At rbl we work hard to create the right conditions for collaboration from our studio – large open space with everyone together but plenty of room for us all to gather around each other’s screens, to creating dedicated digital channels for creative sharing – ‘this font or the other’ ‘the one on the left or the one on the right’.
Collaboration is a habit and like any other habit, the more you do it the more you want to do it – so create the opportunities and the creativity will come.
4. A change is as good as a rest
A simple one this, but important nonetheless. It’s hard to be creative, it’s even hard to do it in a stable environment without stimulus and energy.
So change things up when you can. This used to mean taking everyone off to the pub for a brainstorm. Currently is just as likely to mean taking yourself out of the study and working at the kitchen table.

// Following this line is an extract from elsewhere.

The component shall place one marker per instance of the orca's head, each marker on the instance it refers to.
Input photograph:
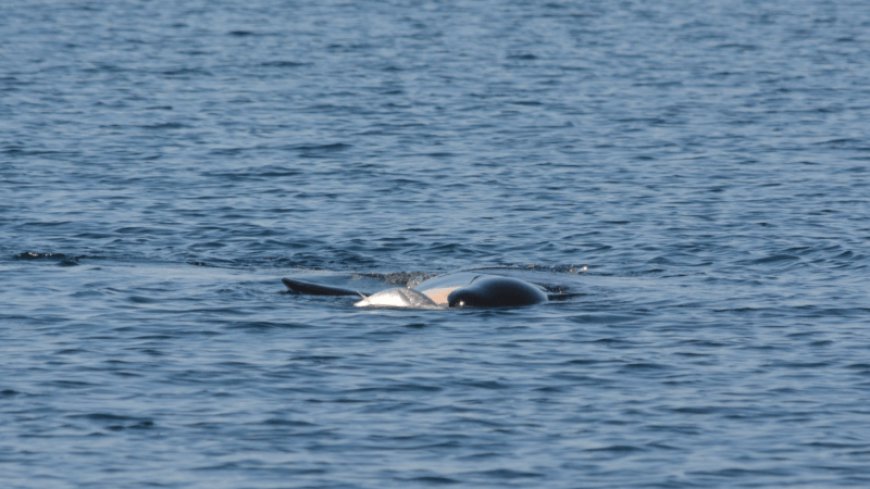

In fact, that might be why we call our big breakout table in the studio the ‘kitchen table’ because it’s the heart of our studio where we all come together to change things up and share ideas.
5. Collaboration is never done
There are 7.9 billion people on the planet and each of them is different, in their ideas and perspectives. So, there is always more to learn and different way to look at things.
And there is never any need to fall back on stock solutions or tried and tested ideas.
Talk to people, you never know where it will take you.